Dan zullen de gaven van het Ko­ ninkrijk niet maar een voorwerp zijn van verstandelijke beschouwing, doch zullen ze behoren tot de goede schat des harten, waaruit gehandeld en gesproken wordt. Het wordt dan een leven van geloof en gebed. En dat gebed tot God mag dan allesomvattend zijn. Het mag uitgaan van alle beloften van het Koninkrijk. Het mag zich uitstrekken beide naar het tijdelijke en naar het eeuwige. Maar altijd zal het gedragen en beheerst worden door het Evangelie des Koninkrijks. En wanneer Gods kinderen welgesteld zijn, zal het hun vóór alles te doen zijn om de heiliging van Gods Naam, de komst van Zijn Koninkrijk en het geschieden van de wil des Heeren.

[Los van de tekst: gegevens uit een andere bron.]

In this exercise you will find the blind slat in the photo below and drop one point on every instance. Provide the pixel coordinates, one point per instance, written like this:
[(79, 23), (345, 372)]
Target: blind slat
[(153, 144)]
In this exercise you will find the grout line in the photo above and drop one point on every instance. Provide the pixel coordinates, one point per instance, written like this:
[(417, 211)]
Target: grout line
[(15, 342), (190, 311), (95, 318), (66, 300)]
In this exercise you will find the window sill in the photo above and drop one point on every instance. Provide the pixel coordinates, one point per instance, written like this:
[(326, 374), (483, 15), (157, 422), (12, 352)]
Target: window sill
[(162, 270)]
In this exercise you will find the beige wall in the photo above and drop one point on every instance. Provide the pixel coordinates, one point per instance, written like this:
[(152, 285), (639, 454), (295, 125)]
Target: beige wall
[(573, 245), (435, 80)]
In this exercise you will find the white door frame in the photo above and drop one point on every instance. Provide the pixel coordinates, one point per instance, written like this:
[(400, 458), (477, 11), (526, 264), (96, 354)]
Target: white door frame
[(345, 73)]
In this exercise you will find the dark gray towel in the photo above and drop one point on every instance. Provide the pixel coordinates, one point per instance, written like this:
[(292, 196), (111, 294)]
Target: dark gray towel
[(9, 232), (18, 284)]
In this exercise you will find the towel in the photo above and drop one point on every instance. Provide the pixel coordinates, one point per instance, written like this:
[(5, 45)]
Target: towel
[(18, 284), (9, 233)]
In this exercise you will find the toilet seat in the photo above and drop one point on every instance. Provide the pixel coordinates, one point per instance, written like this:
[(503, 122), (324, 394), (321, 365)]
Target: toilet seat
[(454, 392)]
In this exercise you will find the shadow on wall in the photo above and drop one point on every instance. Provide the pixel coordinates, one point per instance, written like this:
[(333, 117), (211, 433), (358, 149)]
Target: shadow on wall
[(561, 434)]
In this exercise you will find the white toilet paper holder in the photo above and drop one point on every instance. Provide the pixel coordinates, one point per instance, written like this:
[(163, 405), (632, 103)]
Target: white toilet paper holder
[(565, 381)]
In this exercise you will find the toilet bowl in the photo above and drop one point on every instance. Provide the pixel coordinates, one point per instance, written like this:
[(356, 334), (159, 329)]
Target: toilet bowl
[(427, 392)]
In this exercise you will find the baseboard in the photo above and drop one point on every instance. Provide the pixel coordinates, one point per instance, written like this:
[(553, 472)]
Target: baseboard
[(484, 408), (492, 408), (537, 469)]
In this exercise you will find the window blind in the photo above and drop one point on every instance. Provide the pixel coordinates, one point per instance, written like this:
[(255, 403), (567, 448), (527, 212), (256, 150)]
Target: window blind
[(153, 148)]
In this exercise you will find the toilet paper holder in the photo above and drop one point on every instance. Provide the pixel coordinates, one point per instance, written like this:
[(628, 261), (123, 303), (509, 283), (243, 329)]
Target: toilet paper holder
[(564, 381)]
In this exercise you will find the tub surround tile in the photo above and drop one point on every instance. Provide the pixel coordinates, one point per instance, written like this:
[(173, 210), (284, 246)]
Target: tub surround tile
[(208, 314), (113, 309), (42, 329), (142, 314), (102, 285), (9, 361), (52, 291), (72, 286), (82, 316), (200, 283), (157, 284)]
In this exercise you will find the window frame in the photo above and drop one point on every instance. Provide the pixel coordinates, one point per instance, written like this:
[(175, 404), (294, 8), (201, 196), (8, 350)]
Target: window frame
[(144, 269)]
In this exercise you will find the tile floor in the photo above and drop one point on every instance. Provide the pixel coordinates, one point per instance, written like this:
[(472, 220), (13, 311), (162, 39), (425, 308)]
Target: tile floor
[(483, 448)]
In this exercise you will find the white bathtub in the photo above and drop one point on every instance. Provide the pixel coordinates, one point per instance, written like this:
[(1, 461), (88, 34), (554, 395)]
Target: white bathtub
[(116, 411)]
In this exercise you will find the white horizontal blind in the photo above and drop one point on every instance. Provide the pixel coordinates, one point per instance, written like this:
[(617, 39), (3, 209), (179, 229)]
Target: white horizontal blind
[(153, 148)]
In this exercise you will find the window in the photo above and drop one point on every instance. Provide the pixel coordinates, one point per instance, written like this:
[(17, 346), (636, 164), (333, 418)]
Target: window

Het komende Koninkrijk. Dit Koninkrijk is dus met de komst van Christus gekomen. Al heeft het nu nog maar een voorlopig en onvoltooid karakter. Daarom kan er van gezegd worden dat het gekomen is, maar óok dat het komen zal, doch dan in de openbaring der heerlijkheid. Het is er, doch is tevens bezig te komen. Vandaar dat men kan spreken van het komende Koninkrijk. Het Koninkrijk dat er nu in voorlopigheid is en dat straks in volkomenheid en heerlijkheid zal geopenbaard worden, is één en hetzelfde Koninkrijk. Daarom is er de eenheid. In de grond der zaak is er één komst, één vervulling, één afsluitend werk Gods.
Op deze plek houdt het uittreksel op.